Let's Encrypt servers making daily HTTP challenge requests even after the order has been finalized - but only when a CNAME is involved

Hi. I don't need help as such; I'm just trying to find a channel to reach out to report a suspected issue.

I have a process for requesting certificates from Let's Encrypt. If the domain name I request the certificate for resolves directly to an IP address through an A record, then everything behaves as expected. If the domain name I request the certificate for resolves via a CNAME, then I get strange behaviour.

Whether or not there is a CNAME involved is the only difference I can find on my side between expected behaviour and unexpected behaviour.

In both cases, the certificate is issued successfully. The strange behaviour is that the Let's Encrypt servers will start performing daily HTTP requests for unrecognised tokens against the domain when a CNAME is involved.

I know that the daily unexpected request are coming from Let's Encrypt's servers, because the source IP addresses overlap with expected requests from legitimate certificate renewals.

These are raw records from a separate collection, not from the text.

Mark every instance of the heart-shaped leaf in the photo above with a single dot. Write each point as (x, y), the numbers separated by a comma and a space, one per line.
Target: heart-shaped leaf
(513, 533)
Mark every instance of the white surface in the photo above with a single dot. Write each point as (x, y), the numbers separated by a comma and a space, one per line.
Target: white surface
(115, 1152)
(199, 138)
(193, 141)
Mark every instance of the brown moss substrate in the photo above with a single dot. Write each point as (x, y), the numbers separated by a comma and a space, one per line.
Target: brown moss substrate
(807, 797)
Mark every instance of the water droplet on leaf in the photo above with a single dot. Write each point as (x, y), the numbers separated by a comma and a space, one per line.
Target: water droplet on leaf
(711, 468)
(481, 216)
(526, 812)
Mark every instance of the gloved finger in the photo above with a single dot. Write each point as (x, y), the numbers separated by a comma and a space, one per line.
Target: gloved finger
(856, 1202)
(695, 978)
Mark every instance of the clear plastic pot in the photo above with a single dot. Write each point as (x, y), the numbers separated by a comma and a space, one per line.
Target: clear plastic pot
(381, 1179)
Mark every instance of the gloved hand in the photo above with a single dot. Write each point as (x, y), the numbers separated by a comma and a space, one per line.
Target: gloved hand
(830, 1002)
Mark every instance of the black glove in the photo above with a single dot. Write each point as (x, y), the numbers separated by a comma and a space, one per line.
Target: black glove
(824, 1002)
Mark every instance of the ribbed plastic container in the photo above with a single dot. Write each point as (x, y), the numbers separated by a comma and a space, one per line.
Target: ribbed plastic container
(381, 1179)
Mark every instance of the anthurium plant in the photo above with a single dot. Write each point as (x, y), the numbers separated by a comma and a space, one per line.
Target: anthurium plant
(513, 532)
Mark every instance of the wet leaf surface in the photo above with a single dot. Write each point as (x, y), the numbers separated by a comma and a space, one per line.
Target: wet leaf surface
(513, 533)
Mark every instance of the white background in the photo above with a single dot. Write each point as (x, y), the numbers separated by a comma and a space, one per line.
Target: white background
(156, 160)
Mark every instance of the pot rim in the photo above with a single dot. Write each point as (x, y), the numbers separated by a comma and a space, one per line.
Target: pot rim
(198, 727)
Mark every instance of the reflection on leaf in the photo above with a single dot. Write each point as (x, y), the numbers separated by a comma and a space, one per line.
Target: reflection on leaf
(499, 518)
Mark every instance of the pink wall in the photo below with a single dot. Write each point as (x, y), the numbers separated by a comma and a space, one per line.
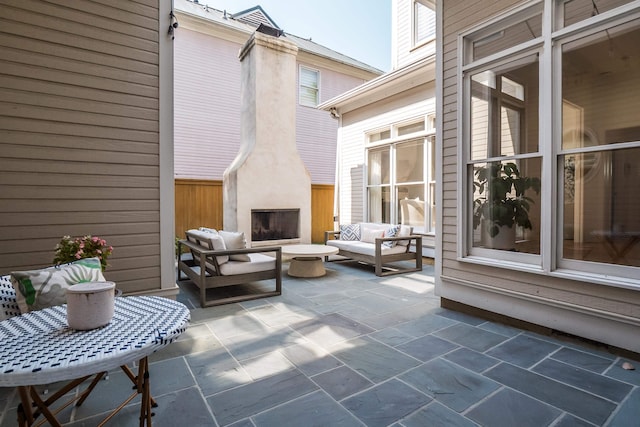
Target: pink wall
(207, 111)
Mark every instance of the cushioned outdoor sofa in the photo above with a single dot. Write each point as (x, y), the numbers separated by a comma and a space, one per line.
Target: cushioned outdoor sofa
(220, 259)
(379, 245)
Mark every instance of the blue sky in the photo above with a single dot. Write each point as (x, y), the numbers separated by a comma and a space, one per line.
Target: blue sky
(360, 29)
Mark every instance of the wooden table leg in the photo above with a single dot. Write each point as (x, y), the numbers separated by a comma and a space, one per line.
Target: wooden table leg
(143, 383)
(25, 413)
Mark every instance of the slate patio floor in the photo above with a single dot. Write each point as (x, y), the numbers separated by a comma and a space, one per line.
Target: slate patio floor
(353, 349)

I know that the HTTP requests aren't in response to POST-as-GET challenge requests coming from my environment: the process that requests certificates is currently being run manually, and outbound access is restricted in that environment such that all HTTPS requests go through a forward proxy - and the forward proxy's logs only show HTTPS connections being opened when I manually trigger the process.

I know (or at least strongly suspect) that the strange behaviour is triggered due to a legitimate request for a certificate from my environment, because these daily requests only start after a legitimate request from that environment - the web server logs are silent before then.

The environment is based on Microsoft servers and technology. (Don't judge me.) Here's an extract from the IIS web server log showing requests that I'm not expecting:

#Fields: date time s-ip cs-method cs-uri-stem cs-uri-query s-port cs-username c-ip cs(User-Agent) cs(Referer) sc-status sc-substatus sc-win32-status time-taken
2023-12-01 06:31:11 10.0.7.4 GET /.well-known/acme-challenge/DfTGoUNzcptng4hZKsHDnohkZEghVDU8UIQ0_UyCb0M - 80 - 18.222.199.136 Mozilla/5.0+(compatible;+Let's+Encrypt+validation+server;++https://www.letsencrypt.org) - 404 0 2 3330
2023-12-01 06:31:11 10.0.7.4 GET /.well-known/acme-challenge/DfTGoUNzcptng4hZKsHDnohkZEghVDU8UIQ0_UyCb0M - 80 - 23.178.112.201 Mozilla/5.0+(compatible;+Let's+Encrypt+validation+server;++https://www.letsencrypt.org) - 404 0 2 2957
2023-12-01 06:31:11 10.0.7.4 GET /.well-known/acme-challenge/DfTGoUNzcptng4hZKsHDnohkZEghVDU8UIQ0_UyCb0M - 80 - 52.36.2.37 Mozilla/5.0+(compatible;+Let's+Encrypt+validation+server;++https://www.letsencrypt.org) - 404 0 64 3132

I've been receiving similar unexpected requests every morning since the certificate was originally requested for that environment in July. Here I'm renewing that certificate this afternoon:

#Fields: s-ip cs-method cs-uri-stem cs-uri-query s-port cs-username c-ip cs(User-Agent) cs(Referer) sc-status sc-substatus sc-win32-status time-taken
10.0.7.4 GET /.well-known/acme-challenge/zQF0FYZvQ1rCJYEy-tNYdBrDH45DyjqJxoJis4eRW3k - 80 - 18.222.199.136 Mozilla/5.0+(compatible;+Let's+Encrypt+validation+server;++https://www.letsencrypt.org) - 200 0 0 4328

As you can see, the client IP address is the same for this expected request, so I'm confident that the earlier unexpected requests are also coming from Let's Encrypt. Similarly, yesterday morning I received requests for another token I've never seen:

#Fields: date time s-ip cs-method cs-uri-stem cs-uri-query s-port cs-username c-ip cs(User-Agent) cs(Referer) sc-status sc-substatus sc-win32-status time-taken
2023-11-30 06:59:13 10.0.7.4 GET /.well-known/acme-challenge/5GgU5RtVTKLlhTa5vQC4dJWUfYNkpavUncBXk6_05KM - 80 - 18.117.107.2 Mozilla/5.0+(compatible;+Let's+Encrypt+validation+server;++https://www.letsencrypt.org) - 404 0 2 3493
2023-11-30 06:59:13 10.0.7.4 GET /.well-known/acme-challenge/5GgU5RtVTKLlhTa5vQC4dJWUfYNkpavUncBXk6_05KM - 80 - 23.178.112.202 Mozilla/5.0+(compatible;+Let's+Encrypt+validation+server;++https://www.letsencrypt.org) - 404 0 2 3155
2023-11-30 06:59:13 10.0.7.4 GET /.well-known/acme-challenge/5GgU5RtVTKLlhTa5vQC4dJWUfYNkpavUncBXk6_05KM - 80 - 54.244.15.119 Mozilla/5.0+(compatible;+Let's+Encrypt+validation+server;++https://www.letsencrypt.org) - 404 0 64 3684

This is happening for every site I host - but only if there's a CNAME in place. Sites that don't have a CNAME get the just the expected HTTP challenge requests; nothing comes in daily for those.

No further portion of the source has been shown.